The three-dimensional nature of ELC's work may be hampering its progress on two planes: the legal and the policy work. Were the courts responsive, and the work of networking toward policy change less urgent for PNG, this triumvirate approach would be the best way forward. But nothing is moving fast enough at present. And because education/awareness has been the most successful, we may assume it is also the one closest to being transferred, to being spun off to the hands of local CBOs and community fieldworkers. It is an expensive and time-consuming logistical component, and perhaps the one most likely to thrive on its own, with more long-distance oversight.

Our concept here would be to winnow down the goals of ELC to concentrate its skills, its economic resources, and produce quicker outputs. This in turn can attract more or better donor funding, and allow the more focused work to expand---that is, allow the Centre to hire more litigators and policy lawyers.

Recommendations:
• Litigation must be improved: we suggest contacting the EDO for a legal review, and then creating an exchange program for staff lawyers.
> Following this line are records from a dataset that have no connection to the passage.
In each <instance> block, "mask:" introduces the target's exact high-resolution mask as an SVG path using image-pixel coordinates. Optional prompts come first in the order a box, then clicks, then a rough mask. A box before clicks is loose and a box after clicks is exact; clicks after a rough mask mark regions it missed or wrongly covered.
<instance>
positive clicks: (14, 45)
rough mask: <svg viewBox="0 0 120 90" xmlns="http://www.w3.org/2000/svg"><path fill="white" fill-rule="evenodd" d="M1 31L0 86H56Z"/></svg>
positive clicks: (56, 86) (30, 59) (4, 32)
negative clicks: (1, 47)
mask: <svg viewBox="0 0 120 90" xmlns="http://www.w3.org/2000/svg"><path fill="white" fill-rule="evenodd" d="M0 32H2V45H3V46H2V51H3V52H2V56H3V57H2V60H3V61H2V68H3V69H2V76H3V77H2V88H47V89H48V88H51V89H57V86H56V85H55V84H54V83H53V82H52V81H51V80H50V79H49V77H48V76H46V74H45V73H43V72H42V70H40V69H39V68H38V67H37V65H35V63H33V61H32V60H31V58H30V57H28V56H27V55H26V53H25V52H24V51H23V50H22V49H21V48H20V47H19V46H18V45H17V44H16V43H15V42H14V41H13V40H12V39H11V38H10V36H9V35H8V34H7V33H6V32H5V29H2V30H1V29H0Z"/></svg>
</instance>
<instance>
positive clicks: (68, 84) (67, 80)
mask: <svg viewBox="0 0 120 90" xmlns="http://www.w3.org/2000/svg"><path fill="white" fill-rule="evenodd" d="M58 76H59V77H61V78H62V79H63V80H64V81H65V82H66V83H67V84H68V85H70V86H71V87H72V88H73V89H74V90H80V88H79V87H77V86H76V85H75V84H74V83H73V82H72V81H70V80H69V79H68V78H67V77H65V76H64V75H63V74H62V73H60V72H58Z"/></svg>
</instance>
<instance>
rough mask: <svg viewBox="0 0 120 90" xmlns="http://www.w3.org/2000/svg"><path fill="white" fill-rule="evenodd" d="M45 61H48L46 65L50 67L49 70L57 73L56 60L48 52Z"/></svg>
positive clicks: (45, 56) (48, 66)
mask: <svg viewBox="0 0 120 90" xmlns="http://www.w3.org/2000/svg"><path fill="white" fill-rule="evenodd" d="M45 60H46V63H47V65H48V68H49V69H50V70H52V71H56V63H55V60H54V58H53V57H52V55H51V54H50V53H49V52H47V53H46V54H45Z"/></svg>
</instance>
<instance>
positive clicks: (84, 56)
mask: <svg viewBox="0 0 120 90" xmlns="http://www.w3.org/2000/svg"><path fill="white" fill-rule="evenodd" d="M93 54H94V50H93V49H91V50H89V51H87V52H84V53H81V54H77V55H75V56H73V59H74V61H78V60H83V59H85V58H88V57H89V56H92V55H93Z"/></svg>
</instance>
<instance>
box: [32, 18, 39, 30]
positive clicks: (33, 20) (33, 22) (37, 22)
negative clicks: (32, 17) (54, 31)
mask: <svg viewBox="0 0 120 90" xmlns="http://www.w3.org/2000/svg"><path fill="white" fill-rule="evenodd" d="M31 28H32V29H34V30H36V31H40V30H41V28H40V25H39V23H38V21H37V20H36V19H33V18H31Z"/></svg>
• Training, Monitoring, Education and Awareness programs are important, but they may be draining the litigation arm of ELC. As a Law Centre, the first responsibility must be to the legal work. Education and Awareness does not have to come from lawyers or even forestry officers for it to be effective. Training and monitoring, in time, may also be transferred to other qualified field workers. We suggest farming all these services out to other NGOs or CBOs based in the target communities. In 2007 seven workshops were conducted (six in Sandaun, and one in Western), but in 2008, none were carried out. This inconsistency already makes it hard to maintain a level of skills transference.
• Communication is a pressing issue. The shift away from direct training and awareness in the field can only be accomplished with the help of a CB radio network. It is technically challenging (and requires more training, but not necessarily more staff), but in the long run can save time and money. A radio can get to sites where fieldworkers cannot, and because the ELC mandate is to work in some of the most remote, inaccessible sites of PNG, it is counter-productive to allow this work to be restricted by physical access to these communities---especially when this so often requires expensive helicopters and/or wide-open calendars.
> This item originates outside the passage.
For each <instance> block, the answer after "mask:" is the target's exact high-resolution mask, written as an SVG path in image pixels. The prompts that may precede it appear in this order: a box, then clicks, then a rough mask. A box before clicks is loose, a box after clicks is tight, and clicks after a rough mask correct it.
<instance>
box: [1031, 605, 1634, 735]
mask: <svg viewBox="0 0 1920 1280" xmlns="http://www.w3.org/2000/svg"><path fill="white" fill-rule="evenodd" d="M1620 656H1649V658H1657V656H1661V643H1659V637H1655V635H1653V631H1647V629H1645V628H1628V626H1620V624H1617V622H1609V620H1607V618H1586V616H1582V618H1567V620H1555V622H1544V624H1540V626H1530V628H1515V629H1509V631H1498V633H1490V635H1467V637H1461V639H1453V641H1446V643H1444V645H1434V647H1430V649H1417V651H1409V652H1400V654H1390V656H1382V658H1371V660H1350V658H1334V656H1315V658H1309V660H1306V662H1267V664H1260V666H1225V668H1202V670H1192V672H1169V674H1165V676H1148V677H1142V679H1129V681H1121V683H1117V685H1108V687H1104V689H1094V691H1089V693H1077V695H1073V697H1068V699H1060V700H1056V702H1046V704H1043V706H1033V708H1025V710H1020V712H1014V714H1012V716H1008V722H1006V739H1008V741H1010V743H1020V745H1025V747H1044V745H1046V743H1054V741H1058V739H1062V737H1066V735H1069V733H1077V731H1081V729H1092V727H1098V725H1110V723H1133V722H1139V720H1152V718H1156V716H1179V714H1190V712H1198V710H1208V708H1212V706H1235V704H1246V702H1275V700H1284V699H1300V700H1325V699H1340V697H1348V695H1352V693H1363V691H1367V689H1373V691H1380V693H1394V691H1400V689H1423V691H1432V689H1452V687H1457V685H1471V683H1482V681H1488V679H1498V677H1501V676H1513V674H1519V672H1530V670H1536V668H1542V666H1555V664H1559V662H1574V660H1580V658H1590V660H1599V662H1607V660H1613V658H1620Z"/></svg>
• Policy is the third aspect of the ELC's mandate. This year has been a very successful year for ELC's policy work, as Sarah Tsiamalili produced a very impressive workshop on an Independent Commission Against Corruption (ICAC) for PNG in October. This workshop brought together major players from government and non-governmental agencies in one of the first few discussions of how to create an anti-corruption commission for PNG.
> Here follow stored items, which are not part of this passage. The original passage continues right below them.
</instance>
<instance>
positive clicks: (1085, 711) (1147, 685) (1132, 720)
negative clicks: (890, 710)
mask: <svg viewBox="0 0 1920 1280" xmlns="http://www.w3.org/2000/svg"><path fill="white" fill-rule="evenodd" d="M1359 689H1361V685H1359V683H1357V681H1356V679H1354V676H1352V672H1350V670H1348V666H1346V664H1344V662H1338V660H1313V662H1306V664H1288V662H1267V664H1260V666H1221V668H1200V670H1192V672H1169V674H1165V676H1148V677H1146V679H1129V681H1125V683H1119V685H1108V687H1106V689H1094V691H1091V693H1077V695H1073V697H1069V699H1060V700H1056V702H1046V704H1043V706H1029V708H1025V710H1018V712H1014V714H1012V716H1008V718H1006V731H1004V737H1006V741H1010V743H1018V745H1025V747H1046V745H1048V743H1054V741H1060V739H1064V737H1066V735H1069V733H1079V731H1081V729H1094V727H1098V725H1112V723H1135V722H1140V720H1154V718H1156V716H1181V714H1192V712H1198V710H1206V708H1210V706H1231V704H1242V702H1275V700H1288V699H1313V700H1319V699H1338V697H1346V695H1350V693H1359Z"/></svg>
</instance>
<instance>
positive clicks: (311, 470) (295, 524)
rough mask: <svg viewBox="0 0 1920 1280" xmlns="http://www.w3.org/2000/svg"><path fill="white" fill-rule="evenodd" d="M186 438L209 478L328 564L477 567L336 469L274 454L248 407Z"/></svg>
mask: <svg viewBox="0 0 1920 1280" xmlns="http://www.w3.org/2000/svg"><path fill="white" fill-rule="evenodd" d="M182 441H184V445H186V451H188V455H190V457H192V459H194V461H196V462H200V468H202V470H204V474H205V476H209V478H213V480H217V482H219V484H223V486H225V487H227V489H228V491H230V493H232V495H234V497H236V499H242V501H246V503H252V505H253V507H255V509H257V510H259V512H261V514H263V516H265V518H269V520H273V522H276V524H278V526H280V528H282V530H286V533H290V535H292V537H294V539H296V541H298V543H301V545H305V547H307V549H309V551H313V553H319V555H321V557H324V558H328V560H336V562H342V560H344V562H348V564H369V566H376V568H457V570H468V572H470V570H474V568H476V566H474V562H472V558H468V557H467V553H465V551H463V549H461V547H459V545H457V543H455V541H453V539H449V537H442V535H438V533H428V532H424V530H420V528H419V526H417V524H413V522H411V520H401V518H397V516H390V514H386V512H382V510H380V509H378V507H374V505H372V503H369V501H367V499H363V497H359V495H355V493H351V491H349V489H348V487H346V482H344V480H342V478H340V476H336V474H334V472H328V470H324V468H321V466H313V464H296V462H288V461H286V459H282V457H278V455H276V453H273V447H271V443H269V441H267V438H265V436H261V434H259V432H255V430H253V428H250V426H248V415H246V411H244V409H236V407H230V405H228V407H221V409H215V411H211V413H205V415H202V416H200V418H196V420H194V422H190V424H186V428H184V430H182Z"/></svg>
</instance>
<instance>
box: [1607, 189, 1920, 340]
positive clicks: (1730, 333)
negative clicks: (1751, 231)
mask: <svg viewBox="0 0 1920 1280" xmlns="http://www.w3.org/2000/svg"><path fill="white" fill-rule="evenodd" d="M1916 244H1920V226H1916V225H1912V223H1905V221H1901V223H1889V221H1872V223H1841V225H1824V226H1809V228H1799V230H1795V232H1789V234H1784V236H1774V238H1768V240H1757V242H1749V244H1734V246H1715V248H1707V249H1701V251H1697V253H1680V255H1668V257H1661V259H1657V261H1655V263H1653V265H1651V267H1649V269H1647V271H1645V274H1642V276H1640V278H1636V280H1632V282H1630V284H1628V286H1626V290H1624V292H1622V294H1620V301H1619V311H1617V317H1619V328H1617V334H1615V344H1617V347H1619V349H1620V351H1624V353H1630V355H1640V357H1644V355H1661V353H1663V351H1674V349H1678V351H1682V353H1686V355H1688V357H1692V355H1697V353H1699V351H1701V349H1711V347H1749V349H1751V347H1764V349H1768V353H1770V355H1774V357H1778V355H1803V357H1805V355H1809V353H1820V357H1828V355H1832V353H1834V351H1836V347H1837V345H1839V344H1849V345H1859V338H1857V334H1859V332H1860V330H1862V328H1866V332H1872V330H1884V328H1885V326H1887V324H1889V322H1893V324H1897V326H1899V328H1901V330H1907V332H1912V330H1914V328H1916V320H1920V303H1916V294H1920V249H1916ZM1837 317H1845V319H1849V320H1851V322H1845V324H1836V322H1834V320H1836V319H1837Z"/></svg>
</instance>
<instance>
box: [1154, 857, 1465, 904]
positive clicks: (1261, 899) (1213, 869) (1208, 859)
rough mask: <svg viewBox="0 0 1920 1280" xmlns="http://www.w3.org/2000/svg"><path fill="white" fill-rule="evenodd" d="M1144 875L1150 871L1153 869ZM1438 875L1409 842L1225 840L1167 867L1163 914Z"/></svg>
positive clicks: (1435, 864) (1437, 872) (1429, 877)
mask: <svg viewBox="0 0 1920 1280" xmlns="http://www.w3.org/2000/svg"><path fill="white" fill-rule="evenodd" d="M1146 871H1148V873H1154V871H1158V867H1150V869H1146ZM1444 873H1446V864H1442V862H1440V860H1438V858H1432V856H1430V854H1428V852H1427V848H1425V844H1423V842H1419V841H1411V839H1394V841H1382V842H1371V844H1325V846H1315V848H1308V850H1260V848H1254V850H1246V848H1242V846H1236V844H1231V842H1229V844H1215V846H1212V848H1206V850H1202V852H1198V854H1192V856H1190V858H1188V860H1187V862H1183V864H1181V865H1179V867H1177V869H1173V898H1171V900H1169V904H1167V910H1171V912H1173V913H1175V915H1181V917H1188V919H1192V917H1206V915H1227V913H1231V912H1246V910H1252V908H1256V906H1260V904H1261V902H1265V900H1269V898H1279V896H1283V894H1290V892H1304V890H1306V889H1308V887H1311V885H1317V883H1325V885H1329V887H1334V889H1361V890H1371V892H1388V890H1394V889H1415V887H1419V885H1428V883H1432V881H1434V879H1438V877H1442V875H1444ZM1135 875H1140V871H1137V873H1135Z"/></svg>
• One way to effect this continued exposure is to reassign Sarah to be should be a policy lawyer exclusively. This is her strength and her ambition. Ideally, PIEL might bring aboard another litigator to help fill the hole, who, along with Nehemiah, might concentrate on Constitutional Law.
• The office also needs a Program Manager. This must be someone who understands the constraints of the lawyers, and their needs. The systems and compliance procedures need to be improved or better-enforced, but not at the cost of antagonising the healthy workplace relationships that now exist.
• We absolutely agree with Annie's suggestion to us that the office staff be given a Management Training Course. Having the lawyers act as managers may be useful, but it is also a waste of human resources.
• Finally, we can only comment superficially on ELC finances. Hire an accountant.
• Maintain office-wide weekly meetings.

In effect, our recommendations are to focus on litigation above all else, and to expand the staff. The staff who wears multiple hats should slowly pare down to one single role at which he or she may excel. Nancy says this as someone who also wears many hats herself, and who wishes she could wear but one---and do that well. If out-sourcing the education and awareness responsibilities of ELC does not compromises funding streams, then money might be preserved for hiring a Program Officer and an Accountant.